October 31st, 2012 | 1 Comment | Categories: Musing on Music · New Music Strategies |

picture of money by Alejandro Jopia from Flickr, used under a CC license. Via Twitter, I just saw this article from The Atlantic Wire.

The headline reads “There’s No Money in Indie Music: Cat Power Is Broke”

As a pair of statements, the former supposedly being proved by the latter, it’s disingenuous nonsense – there’s clearly LOADS of money to be made from an indie record landing in the top 10… But there are some massive questions over why the artist who made the record isn’t getting enough of it to live on. This article answers pretty much none of those, so the ‘sky is falling’ conclusion encapsulated in the title is nonsense.

What’s far more likely to be true is that ‘chart success’ costs more than it makes. The kind of marketing/promo push that any label does if that’s their target is so insanely expensive and wasteful, that there’s nothing left over to actually pay the artist. This too is conjecture, but it’s a darn sight more likely than the assertion that a record that lands in the US top 10 has made no money…

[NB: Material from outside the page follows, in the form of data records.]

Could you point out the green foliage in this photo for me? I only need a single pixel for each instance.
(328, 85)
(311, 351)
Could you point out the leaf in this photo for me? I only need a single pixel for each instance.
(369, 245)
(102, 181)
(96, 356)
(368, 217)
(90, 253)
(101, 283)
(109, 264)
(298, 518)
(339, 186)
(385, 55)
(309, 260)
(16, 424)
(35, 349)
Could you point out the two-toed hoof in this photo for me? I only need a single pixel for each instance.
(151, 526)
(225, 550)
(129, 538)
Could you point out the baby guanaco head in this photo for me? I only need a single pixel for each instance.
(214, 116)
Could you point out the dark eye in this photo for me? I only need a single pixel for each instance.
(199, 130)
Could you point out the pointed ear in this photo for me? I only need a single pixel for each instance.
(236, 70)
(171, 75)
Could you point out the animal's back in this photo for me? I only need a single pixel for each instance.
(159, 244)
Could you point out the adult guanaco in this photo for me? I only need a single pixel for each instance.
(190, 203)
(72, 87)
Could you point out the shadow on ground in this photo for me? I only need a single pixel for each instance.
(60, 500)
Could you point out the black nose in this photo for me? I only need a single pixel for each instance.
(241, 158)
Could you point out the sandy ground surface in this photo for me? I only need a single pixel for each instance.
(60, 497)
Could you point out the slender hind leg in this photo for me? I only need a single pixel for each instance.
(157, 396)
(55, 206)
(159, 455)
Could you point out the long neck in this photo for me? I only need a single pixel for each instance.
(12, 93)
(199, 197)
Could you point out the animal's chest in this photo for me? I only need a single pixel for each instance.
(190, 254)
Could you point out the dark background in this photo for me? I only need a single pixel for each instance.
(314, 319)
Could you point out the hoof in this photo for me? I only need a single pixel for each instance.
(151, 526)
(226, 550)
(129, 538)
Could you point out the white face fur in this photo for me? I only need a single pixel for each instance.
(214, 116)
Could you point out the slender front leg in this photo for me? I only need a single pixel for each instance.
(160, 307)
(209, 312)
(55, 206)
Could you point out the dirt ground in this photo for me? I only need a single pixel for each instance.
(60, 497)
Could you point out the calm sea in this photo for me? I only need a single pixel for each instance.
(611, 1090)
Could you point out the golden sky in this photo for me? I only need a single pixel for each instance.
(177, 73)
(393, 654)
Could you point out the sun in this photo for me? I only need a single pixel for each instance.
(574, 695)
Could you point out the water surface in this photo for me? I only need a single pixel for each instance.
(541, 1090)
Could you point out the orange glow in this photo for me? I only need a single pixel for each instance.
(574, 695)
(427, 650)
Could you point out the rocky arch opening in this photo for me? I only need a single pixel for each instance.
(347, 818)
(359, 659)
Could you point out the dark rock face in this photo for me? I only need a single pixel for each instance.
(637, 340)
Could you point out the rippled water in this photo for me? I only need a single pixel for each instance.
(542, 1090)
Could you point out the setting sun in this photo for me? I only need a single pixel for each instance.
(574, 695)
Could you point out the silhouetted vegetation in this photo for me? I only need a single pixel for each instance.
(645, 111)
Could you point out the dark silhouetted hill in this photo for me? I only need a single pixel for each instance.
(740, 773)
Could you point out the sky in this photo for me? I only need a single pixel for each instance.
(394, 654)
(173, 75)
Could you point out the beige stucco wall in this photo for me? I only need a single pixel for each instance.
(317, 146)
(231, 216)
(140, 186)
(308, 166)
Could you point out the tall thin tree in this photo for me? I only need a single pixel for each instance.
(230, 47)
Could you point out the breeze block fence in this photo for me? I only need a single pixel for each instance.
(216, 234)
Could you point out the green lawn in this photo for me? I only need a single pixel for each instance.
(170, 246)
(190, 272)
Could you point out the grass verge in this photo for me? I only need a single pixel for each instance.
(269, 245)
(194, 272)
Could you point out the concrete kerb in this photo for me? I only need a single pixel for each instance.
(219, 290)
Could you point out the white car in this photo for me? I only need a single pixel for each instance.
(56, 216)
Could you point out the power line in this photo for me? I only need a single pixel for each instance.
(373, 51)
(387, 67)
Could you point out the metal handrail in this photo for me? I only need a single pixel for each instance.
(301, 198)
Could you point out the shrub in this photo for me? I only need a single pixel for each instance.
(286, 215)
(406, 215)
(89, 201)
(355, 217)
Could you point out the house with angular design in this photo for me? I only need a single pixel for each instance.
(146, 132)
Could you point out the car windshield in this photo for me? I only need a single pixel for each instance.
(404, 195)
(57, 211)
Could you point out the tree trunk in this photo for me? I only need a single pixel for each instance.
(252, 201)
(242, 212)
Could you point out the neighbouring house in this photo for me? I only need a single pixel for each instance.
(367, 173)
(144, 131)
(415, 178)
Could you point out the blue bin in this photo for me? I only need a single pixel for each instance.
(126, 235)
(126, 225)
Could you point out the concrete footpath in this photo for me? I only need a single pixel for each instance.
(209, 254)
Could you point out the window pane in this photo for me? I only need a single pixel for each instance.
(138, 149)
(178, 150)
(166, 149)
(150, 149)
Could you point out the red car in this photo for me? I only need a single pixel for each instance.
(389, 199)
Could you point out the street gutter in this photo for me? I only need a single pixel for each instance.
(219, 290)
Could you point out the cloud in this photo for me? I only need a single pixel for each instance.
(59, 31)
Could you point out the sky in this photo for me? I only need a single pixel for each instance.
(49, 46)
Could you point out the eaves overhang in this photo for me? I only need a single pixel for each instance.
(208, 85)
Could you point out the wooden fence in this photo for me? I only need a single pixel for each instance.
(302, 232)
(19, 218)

Those of us who value sustainability over the lottery of spending big to try and make it back on chart-style success just don’t spend that money in the first place. We rely on word of mouth, on slow growth and on the ability to keep making new music as our method for getting the word out and growing an audience. There’s nothing inevitable about the ‘need’ to spend ruinous amounts on radio pluggers, magazine ads, billboards, spotify ads, cover-mount CD promos… If you manage your own career, all of those things can be measured on their own merits per project, and the people who perform those services can be asked for some kind of evidence of ‘return on investment’ before working with them, …unless they are all ‘in house’ services provided by your label who bill you for them (meaning: recoup them from earnings on the record before you start getting any money from it) without asking for your agreement on any of it…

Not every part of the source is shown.